A garota que eu amo
Queimando toda fé
Seja o que Deus quiser, eu sei
Que amargo é o mundo sem você
LS Jack
Cabelos multicoloridos, de jabuticaba os olhos, carinha de boa menina. Carla Fênix tem o sorriso da mãe e o semblante sisudo do pai. Segundo dizem, ela foi gestada em um fim de festa, nasceu no início de uma festiva manhã e cresceu ao som dos grandes bailes do interior. Seu pai e sua mãe viveram muito bem enquanto estiveram juntos. Depois de algum tempo, optaram por ser feliz, cada qual a seu modo. A pequena seguiu ora com um, ora com outra; nem feliz, nem triste apenas criança.
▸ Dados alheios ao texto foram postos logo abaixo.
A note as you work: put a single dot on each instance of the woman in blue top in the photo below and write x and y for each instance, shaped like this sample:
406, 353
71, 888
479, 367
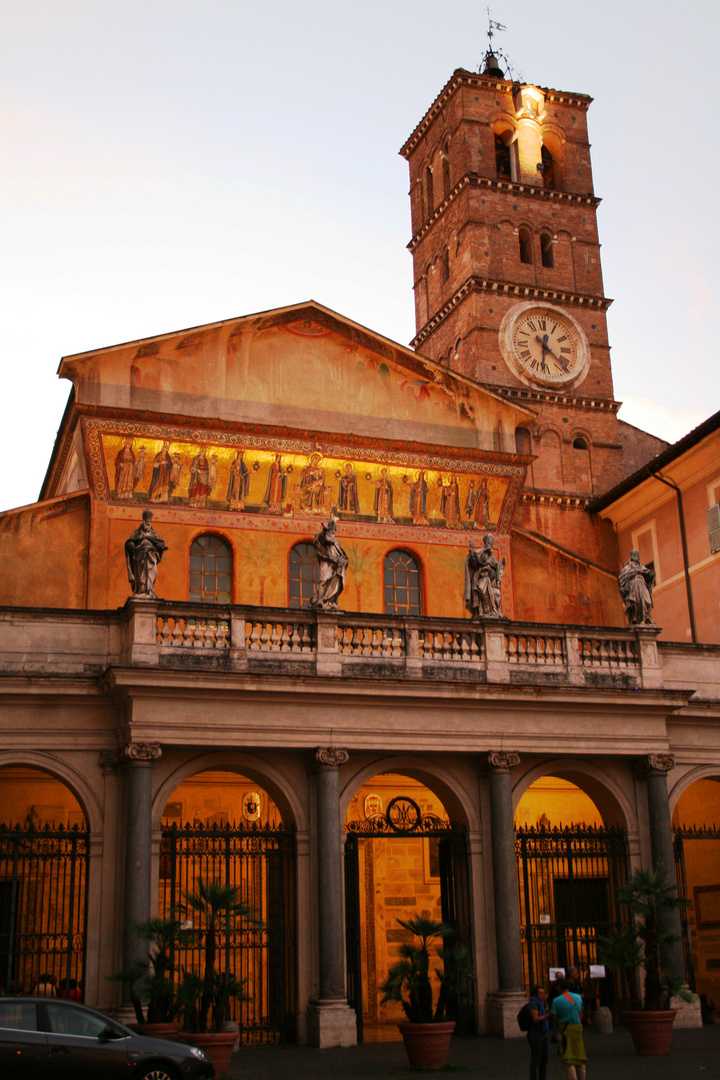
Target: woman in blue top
567, 1012
539, 1034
-Filhinha, esse coraçãozinho é do papai ou da mamãe?
-De mim também!
Carla sempre teve dois lares, pôde usufruir da solidão e da multidão dos lugares. No fim da infância conquistou o que poucos conquistam no meio da vida: a irrestrita confiança de seus pais. É óbvio, porém, que nem todo mundo confiava nela. Algumas pessoas achavam-na displicente demais; outras a consideravam uma irresponsável desprovida de todo bom senso. Pensavam assim porque a viam como alguém que não gosta de seguir as regras feitas e seguidas por outros.
-Essa mocinha tem o rei na barriga.
-E asas nos pés.
Não queria a quietude dos lugares. Desejava o som do combate. Lia como quem boxeia. Seus olhos eram punhos na página. Pequenos episódios da juventude servem para exemplificar a força de sua personalidade. Certa vez, viajou duzentos quilômetros de carona até a cidade grande mais próxima apenas para doar sangue. Viu no telejornal que pessoas morriam por falta de. Alguns parentes ficaram preocupados. A menina poderia sair uma freira, beata, filantropa, ou alguma outra coisa que eles não aprovariam. Depois desse dia, seus vizinhos não eram mais tão indiferentes em relação à Carla Fênix.
-Essa moça tem futuro!
-É o que a mãe dela pensa.
Certa feita doou todas as suas roupas novas para as mocinhas, filhas dos migrantes, que chegaram de terras distantes para trabalhar nas lavouras ao redor da cidade. Quando lhe perguntaram por que não havia doado as roupas usadas ou velhas, ela respondeu que aquelas meninas não eram garis para recolher aquilo que ela não usaria mais. Insinuaram também que essa bondade toda era um despropósito e disseram que ela doava porque não era ela quem comprava. A isso, Carla respondeu com um dar de ombros. E mais disseram:
-E se elas pedissem dinheiro pra você?
-Qualquer pessoa pode pedir o que quiser para qualquer outra.
Tinha opiniões fortes que beiravam o dogmatismo no que se refere à vida humana. Quando uma parcela dos meios de comunicação de massa, e boa parte da sociedade, defendia a pena de morte para os crimes mais graves, Fênix costumava dizer no seu círculo de amizades que só quem pode tirar a vida de alguém é aquele ou aquela que a gerou. Falava isso com uma certeza religiosa, pois intuía que nenhum pai e nenhuma mãe, em sã consciência, desejaria eliminar a própria prole.
-E se um bandido mata uma pessoa inocente?
-E quem mata o bandido é inocente?
Ademais era geniosa e genial. Boa aluna e excelente ouvinte. Tinha seus planos sobre o futuro. Imaginava que o futuro era um domingo de manhã, por isso vivia sempre na iminência de tocá-lo com as pontas dos dedos. Para as poucas amigas, costumava confidenciar que o futuro não é algo que se espera. É alguma coisa que surge entre o nascer e o pôr do sol todos os dias. Certa vez me disse algo que ressoa triste e enigmático, não obstante é para mim uma esperança:
-Você consegue amar e dizer adeus?
-Não consigo dizer adeus.
Está morando na capital. Recentemente troquei mensagens com ela; recebo textos simples, conciso: oi, tudo bem, como vai, me liga quando puder. Fiquei tão feliz que solucei. Solucei alto e tossi para disfarçar. Então, liguei o carro e fui para os arredores da cidade. Já era tarde e os trabalhadores e trabalhadoras voltavam para suas casas. Eu estava pensativo e sonolento, mas não estava cansado e portava um sorriso primaveril.